The lifeblood of Nigerian music. The music cannot be sold here for good bucks, leaving local artists with limited streams of cash. Show-money (performance fees) come in handy as the next big thing, and the hill upon which everyone wants to die on. An artist can give his album for free if it means getting to play more shows.

T is for Ten Percent

Every middleman in Nigeria is all about their 10%. Managers work extra hard for it. Consultants pursue it. And businessmen will not entertain jokes about it. The 10% is the Holy Grail of the industry. 10% here, 10% there, that’s how generational wealth is built here.

U is for Underrated

Once in every generation, there’s an artist who makes music that is worthy of all the highest honours, but somehow gets to be slept on. Those artists continue to work hard, hopeful that one day, people will wake up to their greatness. People never do. Once you go underrated’, there’s almost no coming back.

V is for Vibes

There’s a long-running argument in Nigeria on why artists choose to focus on vibes (how the music makes you feel), rather than a healthy infusion of lyrics. Pop music in this country is generally designed for escapism. It’s supposed to give good vibes. If it doesn’t, that song won’t go far. Bad vibes chase the money away.

W is for Wizkid

You can’t talk about contemporary Nigerian music without the contributions of Wizkid. Loved beyond measure, hated without explanation, Wizkid’s music has been at the top of Nigerian music for the better part of a decade, and is currently one of the bright spots of Africa’s push for cultural crossover into non-traditional markets.

X is for X

The industry is hard, and nobody knows what exactly they are doing. So as expected, when things go south, or a deal falls through, or the DJs only cable decides to get fried by some electrical fault. If you have any sense of responsibility about the situation, you escape – or, as we say in Nigeria, you X’.

Yahoo Yahoo

Everyone else might know it as a American web services provider, but it actually means cybercrime and internet fraud here. And some of the money from these scammers makes it into the music industry as funding to be splashed on a concerts, promotion or recording.
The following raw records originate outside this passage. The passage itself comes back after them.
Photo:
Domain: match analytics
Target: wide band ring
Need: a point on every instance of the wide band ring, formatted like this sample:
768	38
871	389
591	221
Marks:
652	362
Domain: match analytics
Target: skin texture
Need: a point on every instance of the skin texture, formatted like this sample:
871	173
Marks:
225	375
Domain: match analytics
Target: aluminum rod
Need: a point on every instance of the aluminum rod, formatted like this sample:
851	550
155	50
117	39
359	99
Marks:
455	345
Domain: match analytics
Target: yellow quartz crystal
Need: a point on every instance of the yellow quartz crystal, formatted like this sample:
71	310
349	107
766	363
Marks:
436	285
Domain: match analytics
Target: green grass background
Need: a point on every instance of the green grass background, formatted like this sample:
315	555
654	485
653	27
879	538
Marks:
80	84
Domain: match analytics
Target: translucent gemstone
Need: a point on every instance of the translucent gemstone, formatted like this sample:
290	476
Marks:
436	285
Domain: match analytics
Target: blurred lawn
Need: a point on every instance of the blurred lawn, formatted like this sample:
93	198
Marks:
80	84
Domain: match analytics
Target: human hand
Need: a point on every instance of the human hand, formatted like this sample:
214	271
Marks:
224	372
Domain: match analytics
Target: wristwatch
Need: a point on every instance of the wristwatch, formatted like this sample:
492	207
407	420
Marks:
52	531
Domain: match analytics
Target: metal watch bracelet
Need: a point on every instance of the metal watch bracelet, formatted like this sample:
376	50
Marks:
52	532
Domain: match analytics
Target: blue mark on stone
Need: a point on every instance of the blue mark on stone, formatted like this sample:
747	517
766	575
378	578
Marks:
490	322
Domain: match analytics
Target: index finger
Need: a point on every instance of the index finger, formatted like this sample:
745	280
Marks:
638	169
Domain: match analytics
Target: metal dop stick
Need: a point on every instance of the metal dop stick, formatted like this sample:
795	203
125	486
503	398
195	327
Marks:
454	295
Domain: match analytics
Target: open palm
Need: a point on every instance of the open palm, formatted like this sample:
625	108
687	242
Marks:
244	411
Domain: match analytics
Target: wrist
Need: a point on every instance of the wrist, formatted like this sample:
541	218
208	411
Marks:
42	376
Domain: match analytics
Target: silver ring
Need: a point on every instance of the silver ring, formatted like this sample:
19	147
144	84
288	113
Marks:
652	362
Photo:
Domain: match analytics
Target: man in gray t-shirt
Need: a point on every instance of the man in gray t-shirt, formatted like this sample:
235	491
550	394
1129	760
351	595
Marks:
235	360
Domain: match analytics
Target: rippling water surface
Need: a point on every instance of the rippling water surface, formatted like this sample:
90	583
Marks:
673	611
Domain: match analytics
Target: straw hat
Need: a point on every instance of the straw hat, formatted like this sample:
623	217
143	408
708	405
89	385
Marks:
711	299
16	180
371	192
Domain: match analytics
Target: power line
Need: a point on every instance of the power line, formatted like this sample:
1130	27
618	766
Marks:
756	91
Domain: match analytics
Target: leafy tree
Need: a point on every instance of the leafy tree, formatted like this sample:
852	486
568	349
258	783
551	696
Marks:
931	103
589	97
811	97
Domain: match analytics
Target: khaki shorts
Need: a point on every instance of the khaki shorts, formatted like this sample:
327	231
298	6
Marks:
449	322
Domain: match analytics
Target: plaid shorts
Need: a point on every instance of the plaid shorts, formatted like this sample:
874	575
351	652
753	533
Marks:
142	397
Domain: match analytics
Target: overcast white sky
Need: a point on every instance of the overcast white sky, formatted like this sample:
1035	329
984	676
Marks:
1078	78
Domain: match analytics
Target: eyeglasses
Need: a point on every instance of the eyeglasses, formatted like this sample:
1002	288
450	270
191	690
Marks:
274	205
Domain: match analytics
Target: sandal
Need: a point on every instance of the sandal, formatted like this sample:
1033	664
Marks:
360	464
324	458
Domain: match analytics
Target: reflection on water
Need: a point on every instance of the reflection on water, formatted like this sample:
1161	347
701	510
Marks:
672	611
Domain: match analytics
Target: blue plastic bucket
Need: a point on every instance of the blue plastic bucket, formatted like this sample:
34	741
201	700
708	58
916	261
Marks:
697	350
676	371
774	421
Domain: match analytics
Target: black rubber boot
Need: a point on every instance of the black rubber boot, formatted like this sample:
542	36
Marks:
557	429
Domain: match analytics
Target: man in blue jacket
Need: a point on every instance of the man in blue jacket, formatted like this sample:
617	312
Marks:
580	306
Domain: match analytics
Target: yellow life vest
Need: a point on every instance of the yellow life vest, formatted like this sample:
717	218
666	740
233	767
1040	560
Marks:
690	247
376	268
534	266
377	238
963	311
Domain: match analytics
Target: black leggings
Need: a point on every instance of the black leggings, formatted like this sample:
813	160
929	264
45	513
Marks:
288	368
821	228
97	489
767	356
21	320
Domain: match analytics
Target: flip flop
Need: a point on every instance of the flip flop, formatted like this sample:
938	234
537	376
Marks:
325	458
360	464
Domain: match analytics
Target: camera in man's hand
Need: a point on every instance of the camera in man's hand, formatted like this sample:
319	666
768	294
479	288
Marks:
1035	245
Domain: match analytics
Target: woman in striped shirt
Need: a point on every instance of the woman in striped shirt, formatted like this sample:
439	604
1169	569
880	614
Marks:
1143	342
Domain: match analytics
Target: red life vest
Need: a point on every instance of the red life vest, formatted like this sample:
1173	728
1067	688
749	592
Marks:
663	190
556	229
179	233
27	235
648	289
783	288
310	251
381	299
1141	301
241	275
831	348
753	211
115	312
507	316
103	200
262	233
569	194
After releasing their song Am I a Yahoo Boy in May this year, Naira Marley and Zlatan were arrested by the Economic and Financial Crimes Commission (EFCC) – who are supposed to crack down on yahoo yahoo in Nigeria. Marley will be in court on the 11th and 12th an 11-count charge of conspiracy, possession of counterfeit credit cards and fraud. He has pleaded not guilty and maintains that he is innocent.

Z is for Zanku

It’s a hard dance, but with the right technique, you will be alright. Zanku, popularised by Zlatan Ibile is best delivered with beats combining repeated foot tapping or pounding, with hands held aloft, or in cross, and finished with a simulation of kicking down a door. Variations include a faster footwork which is equivalent of a full-body workout.